Witajcie Serdecznie,
Mam nadzieję, że przyjemnie spędziłyście Święta Bożego Narodzenia w rodzinnym gronie i że jesteście zadowolone z tego, co zostawił Wam pod choinką Gwiazdor czy też Mikołaj. Ja w listopadzie jak wiecie nie zaszalałam.... całe szaleństwo zakupowe przeniosło się właśnie na miesiąc grudzień :) U mnie w rodzinie starsze pokolenie nie kupuje prezentów, tylko daje pieniądze - więc większość prezentów zakupiłam sobie sama - z czego w sumie zawsze się cieszę, bo mam pewność, że wszystko będzie trefione :) Nie przedłużam zatem i pokazuję moje wielkie, grudniowe szaleństwo !
PREZENTY:
Święta Bożego Narodzenia to czas w którym spełniają się marzenia i moje największe kosmetyczne marzenie się spełnioło ! :) Od dobrego roku chorowałam na peeling enzymatyczny firmy SAMPAR ale jego cena 309 zł przyprawiała o zawrót głowy. Na sczęście firma pomyślała o wypuszczeniu limitowanego, światecznego zestawu tańszego o stówkę, niż cena regularna samego peelingu. Do tego -20% w Sephorze i tym samym stałam się posiadaczką tego cuda za jedyne 167 zł !!! Jupi :)
Mikołaj pozwolił mi też zrealizować dwia kolorówkowe chciejstwa - Podkład LANCOME Teint Miracle oraz puder sypki firmy CLINIQUE oraz...
zestaw pomadek równiez firmy CLINIQUE
zestaw pomadek równiez firmy CLINIQUE
Mikołaj pozwolił mi zrealizować również moją zachciankę z firmy Phenome - zakochałam się w tym produkcie po zużyciu sporej próbki. Teraz mogę się nim cieszyć dużo, dużo dłużej :)
W prezencie świątecznym zakupiłam sobie również przepięknie zapakowany zestaw 5 masełek do ciała firmy The Body Shop (jest to ta mniejsza pojemność 50 ml) oraz...
... bananowy zestaw do włosów (szampon + odżywka)
Moja mama wie co lubię i wie co dobre :D W świątecznej paczce z Holandii znalazłam Zurawinowy zeswtaw ( masło, żel pod prysznic, peelingujący żel pod prysznic) oraz miniaturę peelingu o zapachu grejpfruta .
ZAKUPY:
Zakupy z PUDEREK.com.pl czyli moje maleńkie szaleństwo w DDD: Wypiekany róż beauty uk, przecudowny, mieniący się cień firmy Makeup Revolution oraz żel do brwi.
Wszędzie szukałam Colour Tattoo 24 w odcieniu 40 i dorwałam go w całkiem przystępnej cenie na stronie Kosmetyki z Ameryki
Na stronie ezebra.pl zamówiłam podkład Astor oraz krem CC BURJOIS
Na stronie LadyMakeup dorwałam róż ze Sleek'a oraz pędzelek do eyelinera Zoeva
Pierwsze zamówienie z Oriflame na początku grudnia zaowocowało zakupem tylko jednego produktu - antyperspirantu mięta malina :)
Przed świętami zamówiłam jeszcze zestaw nature o zapachu marakuja oraz dwa produkty do mycia twarzy z serii Optimals.
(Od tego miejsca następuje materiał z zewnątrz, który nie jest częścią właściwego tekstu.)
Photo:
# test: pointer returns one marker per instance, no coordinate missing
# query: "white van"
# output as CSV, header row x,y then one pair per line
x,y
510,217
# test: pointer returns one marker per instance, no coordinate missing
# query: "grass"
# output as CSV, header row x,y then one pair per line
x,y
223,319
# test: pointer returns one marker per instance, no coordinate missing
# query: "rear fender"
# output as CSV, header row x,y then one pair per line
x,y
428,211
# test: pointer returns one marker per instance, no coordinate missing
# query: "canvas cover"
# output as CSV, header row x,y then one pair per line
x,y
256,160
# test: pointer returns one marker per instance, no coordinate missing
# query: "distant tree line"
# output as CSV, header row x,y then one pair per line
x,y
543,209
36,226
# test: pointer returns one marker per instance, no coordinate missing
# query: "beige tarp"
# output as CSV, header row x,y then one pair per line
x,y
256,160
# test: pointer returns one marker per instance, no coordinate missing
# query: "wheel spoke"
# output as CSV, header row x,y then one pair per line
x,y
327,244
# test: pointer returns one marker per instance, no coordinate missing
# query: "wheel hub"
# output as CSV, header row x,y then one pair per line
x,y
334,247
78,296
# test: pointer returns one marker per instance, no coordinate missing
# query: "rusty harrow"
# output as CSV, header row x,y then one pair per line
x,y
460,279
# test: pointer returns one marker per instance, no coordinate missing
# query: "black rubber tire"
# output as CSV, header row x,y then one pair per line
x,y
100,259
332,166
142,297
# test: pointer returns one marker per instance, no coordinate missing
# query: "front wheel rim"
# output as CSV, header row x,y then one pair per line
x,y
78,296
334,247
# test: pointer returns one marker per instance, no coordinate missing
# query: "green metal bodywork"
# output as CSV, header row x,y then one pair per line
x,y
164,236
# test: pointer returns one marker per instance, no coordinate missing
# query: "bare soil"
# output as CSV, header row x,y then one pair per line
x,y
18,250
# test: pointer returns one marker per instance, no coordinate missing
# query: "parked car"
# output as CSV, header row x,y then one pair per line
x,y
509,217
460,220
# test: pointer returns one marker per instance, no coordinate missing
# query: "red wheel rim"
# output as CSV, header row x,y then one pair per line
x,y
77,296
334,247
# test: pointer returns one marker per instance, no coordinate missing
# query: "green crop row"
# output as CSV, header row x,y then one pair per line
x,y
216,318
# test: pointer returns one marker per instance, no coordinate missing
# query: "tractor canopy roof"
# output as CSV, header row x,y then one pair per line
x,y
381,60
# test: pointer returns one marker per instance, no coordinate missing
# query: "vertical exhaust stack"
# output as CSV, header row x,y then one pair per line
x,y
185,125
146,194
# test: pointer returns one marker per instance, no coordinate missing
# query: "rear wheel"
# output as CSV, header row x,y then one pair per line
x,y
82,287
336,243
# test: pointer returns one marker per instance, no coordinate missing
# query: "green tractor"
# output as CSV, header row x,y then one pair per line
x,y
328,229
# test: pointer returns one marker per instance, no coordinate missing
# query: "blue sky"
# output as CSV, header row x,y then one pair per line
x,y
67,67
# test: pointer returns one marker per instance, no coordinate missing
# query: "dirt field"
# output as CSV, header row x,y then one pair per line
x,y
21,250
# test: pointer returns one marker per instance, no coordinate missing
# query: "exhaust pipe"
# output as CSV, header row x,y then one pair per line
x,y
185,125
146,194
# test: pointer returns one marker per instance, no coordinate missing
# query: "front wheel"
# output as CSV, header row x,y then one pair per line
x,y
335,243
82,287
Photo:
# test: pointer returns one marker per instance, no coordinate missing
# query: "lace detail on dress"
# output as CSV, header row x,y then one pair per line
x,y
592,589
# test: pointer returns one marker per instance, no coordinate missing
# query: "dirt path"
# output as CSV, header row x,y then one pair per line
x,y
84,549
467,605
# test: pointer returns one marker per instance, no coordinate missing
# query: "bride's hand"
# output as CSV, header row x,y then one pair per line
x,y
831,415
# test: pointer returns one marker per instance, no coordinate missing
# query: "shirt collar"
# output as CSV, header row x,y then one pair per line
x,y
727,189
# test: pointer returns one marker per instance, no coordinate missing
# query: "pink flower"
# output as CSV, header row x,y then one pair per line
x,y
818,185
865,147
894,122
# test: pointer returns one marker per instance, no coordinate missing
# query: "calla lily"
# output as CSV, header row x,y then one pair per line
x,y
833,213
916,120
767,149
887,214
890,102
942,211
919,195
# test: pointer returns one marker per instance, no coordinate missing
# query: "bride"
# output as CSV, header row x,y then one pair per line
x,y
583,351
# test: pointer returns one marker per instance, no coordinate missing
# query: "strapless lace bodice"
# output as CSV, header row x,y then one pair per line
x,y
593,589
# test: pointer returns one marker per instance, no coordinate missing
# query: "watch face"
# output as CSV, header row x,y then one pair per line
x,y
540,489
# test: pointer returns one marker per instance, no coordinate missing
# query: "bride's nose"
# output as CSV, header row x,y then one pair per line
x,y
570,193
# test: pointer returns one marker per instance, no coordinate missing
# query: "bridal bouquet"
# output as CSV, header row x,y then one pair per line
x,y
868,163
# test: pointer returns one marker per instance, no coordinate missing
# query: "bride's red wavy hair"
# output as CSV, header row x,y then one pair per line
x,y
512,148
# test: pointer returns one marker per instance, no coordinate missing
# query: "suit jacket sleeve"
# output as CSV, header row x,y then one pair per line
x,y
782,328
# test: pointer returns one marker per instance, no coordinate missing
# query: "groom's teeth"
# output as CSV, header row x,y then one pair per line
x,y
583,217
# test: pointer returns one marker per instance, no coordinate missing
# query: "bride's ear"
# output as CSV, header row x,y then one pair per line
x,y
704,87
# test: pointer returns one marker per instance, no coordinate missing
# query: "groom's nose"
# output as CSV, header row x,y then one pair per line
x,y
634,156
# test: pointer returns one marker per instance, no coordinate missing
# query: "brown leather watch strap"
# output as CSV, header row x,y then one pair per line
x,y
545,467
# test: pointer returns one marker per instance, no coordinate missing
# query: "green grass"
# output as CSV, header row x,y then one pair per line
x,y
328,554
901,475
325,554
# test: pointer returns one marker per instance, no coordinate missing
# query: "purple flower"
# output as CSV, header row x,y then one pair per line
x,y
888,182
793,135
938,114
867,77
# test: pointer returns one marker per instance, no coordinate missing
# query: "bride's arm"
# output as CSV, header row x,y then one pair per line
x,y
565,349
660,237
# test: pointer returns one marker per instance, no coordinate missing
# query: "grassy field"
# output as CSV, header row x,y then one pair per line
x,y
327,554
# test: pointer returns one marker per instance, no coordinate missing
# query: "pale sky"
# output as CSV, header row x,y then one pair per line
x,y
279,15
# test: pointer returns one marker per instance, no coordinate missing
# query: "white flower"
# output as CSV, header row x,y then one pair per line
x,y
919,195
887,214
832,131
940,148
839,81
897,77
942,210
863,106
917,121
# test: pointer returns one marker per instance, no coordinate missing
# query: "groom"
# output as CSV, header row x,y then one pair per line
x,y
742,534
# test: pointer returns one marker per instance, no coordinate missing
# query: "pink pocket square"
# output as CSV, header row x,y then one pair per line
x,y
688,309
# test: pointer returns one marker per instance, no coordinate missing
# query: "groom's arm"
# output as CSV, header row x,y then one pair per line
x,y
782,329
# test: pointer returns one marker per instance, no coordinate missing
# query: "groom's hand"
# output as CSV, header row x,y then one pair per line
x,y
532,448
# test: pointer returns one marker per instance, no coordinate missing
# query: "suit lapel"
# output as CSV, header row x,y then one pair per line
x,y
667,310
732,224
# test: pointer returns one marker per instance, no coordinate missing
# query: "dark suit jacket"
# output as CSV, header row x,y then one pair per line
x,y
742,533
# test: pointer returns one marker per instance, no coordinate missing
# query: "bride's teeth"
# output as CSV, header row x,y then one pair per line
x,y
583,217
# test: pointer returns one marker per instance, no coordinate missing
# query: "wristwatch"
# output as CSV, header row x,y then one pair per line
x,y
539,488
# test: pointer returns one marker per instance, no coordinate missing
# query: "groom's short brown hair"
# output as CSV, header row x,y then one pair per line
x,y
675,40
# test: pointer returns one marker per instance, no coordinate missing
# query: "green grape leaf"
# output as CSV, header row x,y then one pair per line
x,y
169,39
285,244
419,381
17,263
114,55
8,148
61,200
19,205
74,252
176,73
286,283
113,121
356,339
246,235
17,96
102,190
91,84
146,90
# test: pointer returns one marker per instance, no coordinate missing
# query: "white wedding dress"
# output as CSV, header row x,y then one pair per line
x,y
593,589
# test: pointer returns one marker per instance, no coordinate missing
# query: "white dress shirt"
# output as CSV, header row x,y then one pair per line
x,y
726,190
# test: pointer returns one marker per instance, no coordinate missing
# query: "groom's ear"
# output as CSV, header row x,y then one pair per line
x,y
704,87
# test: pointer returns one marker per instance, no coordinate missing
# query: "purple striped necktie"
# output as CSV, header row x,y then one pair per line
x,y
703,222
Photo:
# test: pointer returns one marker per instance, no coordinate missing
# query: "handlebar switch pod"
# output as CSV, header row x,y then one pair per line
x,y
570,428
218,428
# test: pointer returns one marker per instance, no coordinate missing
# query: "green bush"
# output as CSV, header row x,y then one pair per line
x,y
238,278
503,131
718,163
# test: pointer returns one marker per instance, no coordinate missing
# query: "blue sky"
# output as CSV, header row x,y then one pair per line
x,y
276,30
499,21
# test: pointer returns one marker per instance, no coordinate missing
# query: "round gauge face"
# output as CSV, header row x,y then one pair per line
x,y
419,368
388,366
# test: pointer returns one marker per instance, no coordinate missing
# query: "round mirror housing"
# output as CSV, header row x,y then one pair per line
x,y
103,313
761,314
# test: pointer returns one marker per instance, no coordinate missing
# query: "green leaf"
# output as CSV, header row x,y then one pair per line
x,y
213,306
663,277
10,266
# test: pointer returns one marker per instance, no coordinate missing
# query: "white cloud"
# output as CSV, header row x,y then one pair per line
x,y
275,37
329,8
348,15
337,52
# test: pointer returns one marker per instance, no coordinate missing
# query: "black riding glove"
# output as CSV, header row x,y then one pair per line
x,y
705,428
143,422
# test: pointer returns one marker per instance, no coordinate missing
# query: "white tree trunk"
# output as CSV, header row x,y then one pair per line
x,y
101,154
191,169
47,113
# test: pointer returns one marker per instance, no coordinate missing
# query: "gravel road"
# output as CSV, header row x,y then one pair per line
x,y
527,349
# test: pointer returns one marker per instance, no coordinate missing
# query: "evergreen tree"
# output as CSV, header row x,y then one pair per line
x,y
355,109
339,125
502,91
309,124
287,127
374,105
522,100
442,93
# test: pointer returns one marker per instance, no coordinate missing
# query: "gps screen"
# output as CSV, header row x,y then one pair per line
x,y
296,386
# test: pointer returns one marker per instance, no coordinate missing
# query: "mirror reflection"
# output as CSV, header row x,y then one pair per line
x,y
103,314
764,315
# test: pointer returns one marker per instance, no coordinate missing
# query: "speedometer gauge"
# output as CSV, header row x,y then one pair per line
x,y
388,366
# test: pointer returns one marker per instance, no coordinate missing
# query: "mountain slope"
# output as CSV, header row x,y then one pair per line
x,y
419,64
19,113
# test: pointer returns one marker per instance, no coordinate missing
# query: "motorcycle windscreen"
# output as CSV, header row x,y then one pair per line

Skusiłam się na wodę perfumowaną Amber Elixir.
Po długiej przerwie postanowiłam powrócić do subskrypcji pudełka ShinyBox - nie zdążyłam opisać na blogu swojego pierwszego wrażenia - obiecuję, że od przyszłego miesiąca się to zmieni. W każdym razie, z pudełka grudniowego jestem bardzo zadowolona, a najbardziej z kremu POSE.